With more than $7,\!000$ observations, you are probably safe to use the proportion of observations at a given value as an estimate of the probability of drawing that value at random from the population. This will probably work fine up until the far right tail of your sample. If you wanted to smooth the estimates, you could use a moving window of, say, $\pm 1$ and re-scale. The downside here is that your last few values will probably not be well estimated, and of course you cannot get probabilities for values beyond your maximum observed value.
Another approach, which amounts to the same thing, is to use the Kaplan-Meier estimator. This will give you the survival function, which is one minus the CDF of your distribution.
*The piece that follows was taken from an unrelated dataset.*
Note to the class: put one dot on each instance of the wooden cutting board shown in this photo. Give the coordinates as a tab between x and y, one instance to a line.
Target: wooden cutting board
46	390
Subtracting the values from one and differencing them gets you to the same place as above.
Bootstrapping is fine as an addition to the above, but it isn't really a nonparametric estimate of the population probability mass function. Instead, you are taking your sample as an estimate of the population PMF (see here). What bootstrapping will do is let you estimate the uncertainty of your estimated probability from the procedure above. This will probably work reasonably well, but will certainly work less well for those values where you have less data (i.e., the far right tail again).
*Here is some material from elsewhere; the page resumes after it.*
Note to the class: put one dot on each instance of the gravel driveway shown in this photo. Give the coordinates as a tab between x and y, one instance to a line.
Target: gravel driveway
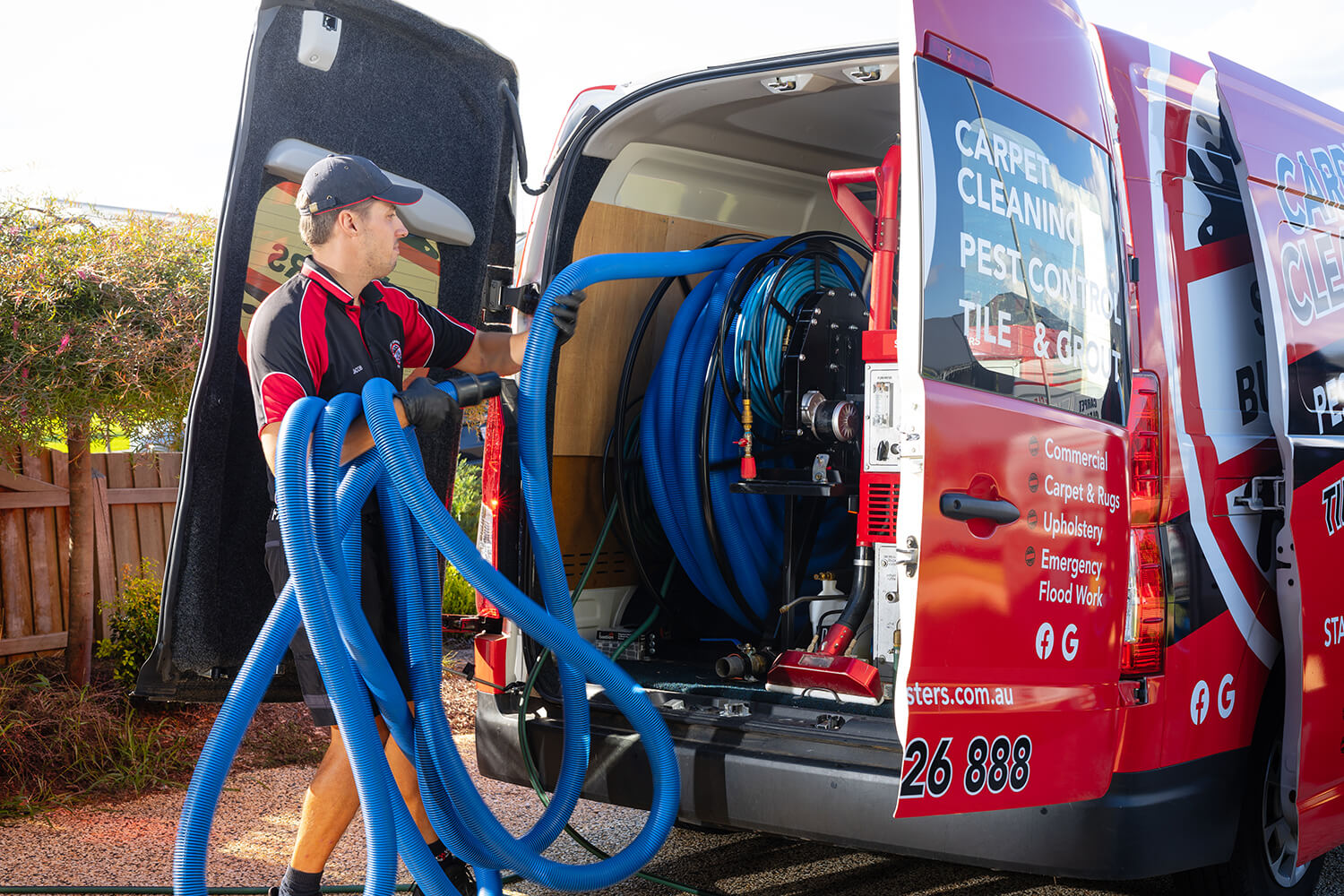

To extrapolate to probabilities for values that don't show up in your dataset (i.e., x values above your max), you will need to fit a parametric distribution. Even if you did get a good fit, this is still a somewhat sketchy endeavor though, in that you can never know if you used the right distribution. To check the goodness of fit, you can compare the values from the fitted parametric distribution to the values calculated above. If you can live with that uncertainty, you want to look at distributions for count data. The default count distribution is Poisson, but your data are too spread out for that to be viable. The first thing I would look at is the negative binomial distribution, which can handle greater variance and has the advantage of being the distribution of the number of heads before a specified number of failures occurs. That is, it is a distribution of durations for count data, which sounds a lot like your situation. If you use R, ?fitdist in the fitdistrplus package can help you fit distributions like the negative binomial to your data.